To really care about food, how it is grown and where, the nutrition available to our bodies and how we experience it in community is anything but demeaning. In fact, the connection I've experienced and the influence I'm able to offer my family and community is one of the most liberating experiences I've ever encountered. My unique role as farmwife allows me to work alongside my husband to provide income for our family, teach my children wise practical skills that will carry them well and help my community make positive changes towards food access and a stronger, local economy.

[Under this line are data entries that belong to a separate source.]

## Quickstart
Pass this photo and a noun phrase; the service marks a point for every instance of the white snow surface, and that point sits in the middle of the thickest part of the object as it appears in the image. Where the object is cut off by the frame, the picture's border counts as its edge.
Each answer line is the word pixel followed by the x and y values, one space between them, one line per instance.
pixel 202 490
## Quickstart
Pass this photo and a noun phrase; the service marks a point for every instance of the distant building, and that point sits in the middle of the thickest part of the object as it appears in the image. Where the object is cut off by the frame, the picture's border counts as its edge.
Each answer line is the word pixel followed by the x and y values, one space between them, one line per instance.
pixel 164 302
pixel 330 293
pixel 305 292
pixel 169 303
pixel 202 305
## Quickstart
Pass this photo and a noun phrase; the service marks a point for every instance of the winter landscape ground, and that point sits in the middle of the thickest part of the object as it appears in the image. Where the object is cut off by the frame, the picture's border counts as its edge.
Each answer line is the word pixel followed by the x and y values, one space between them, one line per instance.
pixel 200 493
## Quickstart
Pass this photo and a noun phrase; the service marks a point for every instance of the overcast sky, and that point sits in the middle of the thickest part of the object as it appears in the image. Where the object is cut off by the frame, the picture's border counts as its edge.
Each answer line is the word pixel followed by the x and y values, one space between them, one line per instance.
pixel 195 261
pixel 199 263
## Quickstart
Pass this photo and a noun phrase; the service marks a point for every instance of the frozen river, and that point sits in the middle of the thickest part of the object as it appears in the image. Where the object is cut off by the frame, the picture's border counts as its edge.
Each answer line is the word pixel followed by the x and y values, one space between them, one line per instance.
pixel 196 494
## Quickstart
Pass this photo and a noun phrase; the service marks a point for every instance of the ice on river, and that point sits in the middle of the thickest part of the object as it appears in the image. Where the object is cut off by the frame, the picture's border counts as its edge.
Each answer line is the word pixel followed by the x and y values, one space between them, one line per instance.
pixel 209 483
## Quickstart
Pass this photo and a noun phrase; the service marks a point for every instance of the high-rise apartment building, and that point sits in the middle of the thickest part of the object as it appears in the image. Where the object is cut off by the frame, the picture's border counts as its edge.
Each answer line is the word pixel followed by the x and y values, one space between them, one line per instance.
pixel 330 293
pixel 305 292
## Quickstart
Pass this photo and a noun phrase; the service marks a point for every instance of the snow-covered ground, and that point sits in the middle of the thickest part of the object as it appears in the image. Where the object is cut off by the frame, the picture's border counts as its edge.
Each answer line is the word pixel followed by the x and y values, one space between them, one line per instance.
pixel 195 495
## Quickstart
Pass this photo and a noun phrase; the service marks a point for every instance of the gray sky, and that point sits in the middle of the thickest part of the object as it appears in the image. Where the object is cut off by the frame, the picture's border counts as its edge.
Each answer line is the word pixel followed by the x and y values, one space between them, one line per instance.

More than a definition I'm recognizing the need to allow my past to line up with my calling in order to do the work I was designed to do in the short time I've been given to do it. I'm no longer held captive to the way I was raised, the way I was taught, the commercials and noise. Nor do I plan to be held captive to anyone elses definition of farmwife. That's for each of us to work out. The balance of my days includes making investments, policy change meetings, harvesting in the fields, cooking in the kitchen, facebook updates while rocking my babies--all while having a deep, meaningful respect and admiration for my husband. For now, my redefining looks much more like stripping off all definitions and becoming clothed in the normal, beautiful realness of everyday life.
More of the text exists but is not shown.